Bone Health of Older Prediabetic Patients May Improve Through Football Training

A study has found that a modified version of football training called Football Fitness can help improve bone health in middle-aged and elderly patients with prediabetes.

Researchers from the Department of Sports Science and Clinical Biomechanics at the University of Southern Denmark and the University of the Faroe Islands conducted the study in the Faroe Islands.

The study involved 50 people aged 55 to 70 – 25 men and 25 women who were prediabetic, had poor physical fitness and were primarily overweight.

“Individuals with prediabetes and type 2 diabetes have a higher prevalence of osteopenia and bone fractures, so it is essential to develop treatment protocols for them,” said Magni Mohr, project leader and associate professor at the University of Southern Denmark.

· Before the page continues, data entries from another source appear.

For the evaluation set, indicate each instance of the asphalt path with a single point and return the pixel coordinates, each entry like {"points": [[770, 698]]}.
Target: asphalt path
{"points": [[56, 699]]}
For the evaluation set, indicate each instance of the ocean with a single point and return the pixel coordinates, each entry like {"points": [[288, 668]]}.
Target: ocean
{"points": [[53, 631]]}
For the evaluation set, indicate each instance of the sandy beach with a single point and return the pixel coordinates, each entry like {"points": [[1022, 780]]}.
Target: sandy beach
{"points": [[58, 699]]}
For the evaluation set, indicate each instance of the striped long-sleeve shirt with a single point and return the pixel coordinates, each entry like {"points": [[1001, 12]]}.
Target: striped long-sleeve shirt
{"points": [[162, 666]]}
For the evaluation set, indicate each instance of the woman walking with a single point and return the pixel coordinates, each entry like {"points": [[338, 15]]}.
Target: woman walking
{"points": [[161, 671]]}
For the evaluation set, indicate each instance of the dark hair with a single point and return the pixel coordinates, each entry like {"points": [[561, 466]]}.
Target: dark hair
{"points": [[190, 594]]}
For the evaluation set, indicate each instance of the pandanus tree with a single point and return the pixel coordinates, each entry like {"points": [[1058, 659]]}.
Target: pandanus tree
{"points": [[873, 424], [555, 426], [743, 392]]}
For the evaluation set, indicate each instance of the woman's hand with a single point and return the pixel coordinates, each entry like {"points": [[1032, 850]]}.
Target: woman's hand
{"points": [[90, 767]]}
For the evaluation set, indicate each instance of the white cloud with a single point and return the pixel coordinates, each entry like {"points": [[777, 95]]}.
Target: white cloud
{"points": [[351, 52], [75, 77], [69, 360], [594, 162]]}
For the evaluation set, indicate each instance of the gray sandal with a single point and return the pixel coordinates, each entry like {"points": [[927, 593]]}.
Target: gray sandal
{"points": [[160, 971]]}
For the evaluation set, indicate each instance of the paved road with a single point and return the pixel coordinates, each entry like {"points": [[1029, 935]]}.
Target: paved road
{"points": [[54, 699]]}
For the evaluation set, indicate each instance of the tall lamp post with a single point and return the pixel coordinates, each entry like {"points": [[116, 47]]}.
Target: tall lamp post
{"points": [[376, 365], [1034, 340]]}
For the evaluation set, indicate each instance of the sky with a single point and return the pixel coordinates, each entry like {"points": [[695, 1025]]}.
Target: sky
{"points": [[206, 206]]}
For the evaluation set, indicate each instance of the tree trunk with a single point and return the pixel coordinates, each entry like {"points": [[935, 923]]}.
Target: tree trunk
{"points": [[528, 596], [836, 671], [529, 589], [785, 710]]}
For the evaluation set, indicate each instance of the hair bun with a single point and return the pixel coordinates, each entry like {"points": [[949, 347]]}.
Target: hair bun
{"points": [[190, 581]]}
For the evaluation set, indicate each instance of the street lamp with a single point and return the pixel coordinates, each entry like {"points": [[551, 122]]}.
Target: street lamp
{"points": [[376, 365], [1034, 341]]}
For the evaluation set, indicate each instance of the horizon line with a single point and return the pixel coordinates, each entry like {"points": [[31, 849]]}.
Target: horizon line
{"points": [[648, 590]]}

“Our results show that football and dietary guidance are indeed an effective cocktail for improving bone health. The football group derived significant positive effects in the legs and clinically important femoral sites emphasising that football is effective osteogenic training for this participant group.”

The initial bone health of the participants and training-induced effects were examined using DXA scans. Blood samples were also taken to check plasma markers for bone turnover and bone formation.

Prior to the intervention, 24% of the participants had femoral osteoporosis and 73% were diagnosed with femoral osteopenia.

They underwent a 16-week intervention, including dietary guidance and twice-weekly football training sessions that lasts for 30-60 minutes.

The training time gradually increased from 30 minutes per session in the first 2 weeks to 60 minutes per session in the last 10 weeks.

After 16 weeks of training, positive effects were observed in bone mineral content of the femoral neck (3.2%) and femoral shaft (2.5%) as well as for bone mineral content (32 g) among the participants.

There was a 23% increase in plasma osteocalcin and 52% increase in P1NP, with greater changes compared to the control group.

According to Peter Krustrup, professor of sport and health sciences at the University of Southern Denmark with 15 years’ experience of studying the health-related effects of football, “Football is a multipurpose sport that combines strength, endurance and high-intensity interval training, and this makes it a good tool for the prevention and treatment of type 2 diabetes and other lifestyle diseases.”

He concluded that the combination of dietary advice and football training produced good results on all parameters.

The study participants enjoyed the football training and no severe bone, joint or muscle injuries were reported.

“Normally, you wouldn’t think of football as something for 70-year-olds with low physical capacity or poor bone health, but we saw promising training effects and excellent attendance even though the training took place outdoors in winter time. The participants formed good relationships, had fun together and many of them have continued to play Football Fitness,” concludes Mohr.

The findings were published in two separate articles in the renowned Scandinavian Journal of Medicine and Science in Sports, with the second article focusing on the effects on bone health.